You are viewing a plain text version of this content. The canonical link for it is here.
Posted to user@beam.apache.org by Jeff Klukas <jk...@mozilla.com> on 2019/08/30 15:13:10 UTC

Setting environment and system properties on Dataflow workers

I just spent the past two days debugging a character corruption issue in a
Dataflow pipeline. It turned out that we had encoded a json object to a
string and then called getBytes() without specifying a charset. In our
testing infrastructure, this didn't cause a problem because the default
charset on the system was UTF-8. Whatever the default charset is on
Dataflow workers, it is apparently not UTF-8.

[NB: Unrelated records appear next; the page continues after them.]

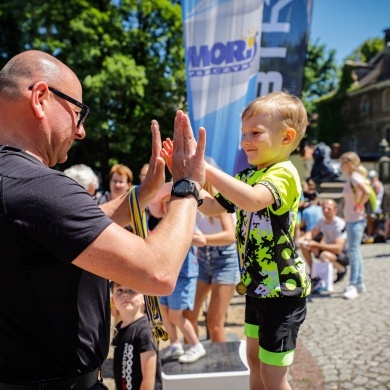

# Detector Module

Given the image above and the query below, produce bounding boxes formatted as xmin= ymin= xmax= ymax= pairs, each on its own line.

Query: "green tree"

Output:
xmin=300 ymin=40 xmax=338 ymax=144
xmin=0 ymin=0 xmax=185 ymax=187
xmin=346 ymin=37 xmax=385 ymax=63
xmin=301 ymin=40 xmax=338 ymax=116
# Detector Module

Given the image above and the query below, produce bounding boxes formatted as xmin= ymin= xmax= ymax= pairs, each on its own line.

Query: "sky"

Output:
xmin=309 ymin=0 xmax=390 ymax=66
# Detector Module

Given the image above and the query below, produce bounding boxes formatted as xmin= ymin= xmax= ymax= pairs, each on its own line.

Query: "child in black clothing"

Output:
xmin=111 ymin=282 xmax=162 ymax=390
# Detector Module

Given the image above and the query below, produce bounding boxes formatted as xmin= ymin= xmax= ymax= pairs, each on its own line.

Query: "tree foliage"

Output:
xmin=301 ymin=40 xmax=338 ymax=116
xmin=0 ymin=0 xmax=185 ymax=187
xmin=346 ymin=37 xmax=385 ymax=63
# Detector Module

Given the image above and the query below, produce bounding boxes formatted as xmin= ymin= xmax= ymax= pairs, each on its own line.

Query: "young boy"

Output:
xmin=111 ymin=282 xmax=162 ymax=390
xmin=162 ymin=92 xmax=311 ymax=389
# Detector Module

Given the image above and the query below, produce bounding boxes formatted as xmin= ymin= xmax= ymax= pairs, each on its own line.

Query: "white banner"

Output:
xmin=182 ymin=0 xmax=264 ymax=175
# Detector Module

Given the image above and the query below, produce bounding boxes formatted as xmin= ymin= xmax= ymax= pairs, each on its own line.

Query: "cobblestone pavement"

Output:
xmin=102 ymin=243 xmax=390 ymax=389
xmin=294 ymin=243 xmax=390 ymax=390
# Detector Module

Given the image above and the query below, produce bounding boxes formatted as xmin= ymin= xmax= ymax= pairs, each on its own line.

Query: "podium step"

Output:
xmin=162 ymin=340 xmax=249 ymax=390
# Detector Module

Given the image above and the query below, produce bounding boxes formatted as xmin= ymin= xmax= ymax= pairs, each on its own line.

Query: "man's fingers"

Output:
xmin=151 ymin=119 xmax=162 ymax=157
xmin=173 ymin=111 xmax=184 ymax=150
xmin=197 ymin=127 xmax=206 ymax=158
xmin=154 ymin=156 xmax=166 ymax=176
xmin=181 ymin=112 xmax=193 ymax=140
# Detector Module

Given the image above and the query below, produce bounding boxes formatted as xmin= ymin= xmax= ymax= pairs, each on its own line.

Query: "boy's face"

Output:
xmin=241 ymin=112 xmax=295 ymax=169
xmin=112 ymin=284 xmax=143 ymax=312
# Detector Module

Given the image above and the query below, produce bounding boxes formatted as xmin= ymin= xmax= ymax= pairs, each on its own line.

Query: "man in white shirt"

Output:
xmin=299 ymin=199 xmax=348 ymax=283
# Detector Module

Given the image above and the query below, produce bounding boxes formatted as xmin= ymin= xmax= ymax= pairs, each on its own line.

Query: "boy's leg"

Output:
xmin=260 ymin=362 xmax=290 ymax=390
xmin=245 ymin=295 xmax=306 ymax=390
xmin=246 ymin=337 xmax=291 ymax=390
xmin=246 ymin=336 xmax=264 ymax=390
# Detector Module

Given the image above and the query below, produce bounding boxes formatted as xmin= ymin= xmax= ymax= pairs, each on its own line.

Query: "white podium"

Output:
xmin=162 ymin=340 xmax=249 ymax=390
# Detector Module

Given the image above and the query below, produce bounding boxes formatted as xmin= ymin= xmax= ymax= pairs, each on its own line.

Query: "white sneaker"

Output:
xmin=160 ymin=343 xmax=184 ymax=359
xmin=357 ymin=283 xmax=366 ymax=293
xmin=178 ymin=344 xmax=206 ymax=364
xmin=343 ymin=285 xmax=358 ymax=300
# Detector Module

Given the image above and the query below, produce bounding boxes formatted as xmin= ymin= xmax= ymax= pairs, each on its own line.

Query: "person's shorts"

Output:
xmin=315 ymin=250 xmax=349 ymax=266
xmin=244 ymin=295 xmax=307 ymax=366
xmin=197 ymin=245 xmax=240 ymax=285
xmin=336 ymin=251 xmax=349 ymax=266
xmin=159 ymin=276 xmax=197 ymax=310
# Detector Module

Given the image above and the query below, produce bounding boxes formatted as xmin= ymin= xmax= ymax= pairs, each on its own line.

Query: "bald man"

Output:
xmin=0 ymin=50 xmax=205 ymax=388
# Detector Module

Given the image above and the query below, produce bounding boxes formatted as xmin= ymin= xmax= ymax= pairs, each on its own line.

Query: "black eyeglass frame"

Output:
xmin=28 ymin=85 xmax=90 ymax=127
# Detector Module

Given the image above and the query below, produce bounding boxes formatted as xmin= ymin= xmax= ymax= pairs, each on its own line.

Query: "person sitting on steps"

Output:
xmin=299 ymin=198 xmax=348 ymax=284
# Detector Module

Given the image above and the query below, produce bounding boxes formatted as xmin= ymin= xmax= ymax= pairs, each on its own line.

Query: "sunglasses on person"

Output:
xmin=28 ymin=85 xmax=90 ymax=128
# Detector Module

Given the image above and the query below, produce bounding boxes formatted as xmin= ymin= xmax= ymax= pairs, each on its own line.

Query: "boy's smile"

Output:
xmin=241 ymin=112 xmax=292 ymax=169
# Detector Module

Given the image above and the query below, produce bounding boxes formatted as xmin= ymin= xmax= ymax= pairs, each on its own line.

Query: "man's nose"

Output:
xmin=75 ymin=124 xmax=86 ymax=140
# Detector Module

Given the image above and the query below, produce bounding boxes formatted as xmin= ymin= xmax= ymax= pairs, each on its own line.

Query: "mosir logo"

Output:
xmin=187 ymin=31 xmax=259 ymax=77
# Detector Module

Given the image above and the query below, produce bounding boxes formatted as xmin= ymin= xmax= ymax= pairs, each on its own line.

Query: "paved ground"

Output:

The main lesson here is to be very careful about always specifying a
charset when encoding and decoding strings. But, it would be nice to
protect ourselves from this problem in the future.

Is there any way for users to specify environment variables and/or Java
system properties when deploying a pipeline to Dataflow such that those
settings are in effect on all workers? I'd like to ensure UTF-8 is the
default charset throughout the pipeline on any system.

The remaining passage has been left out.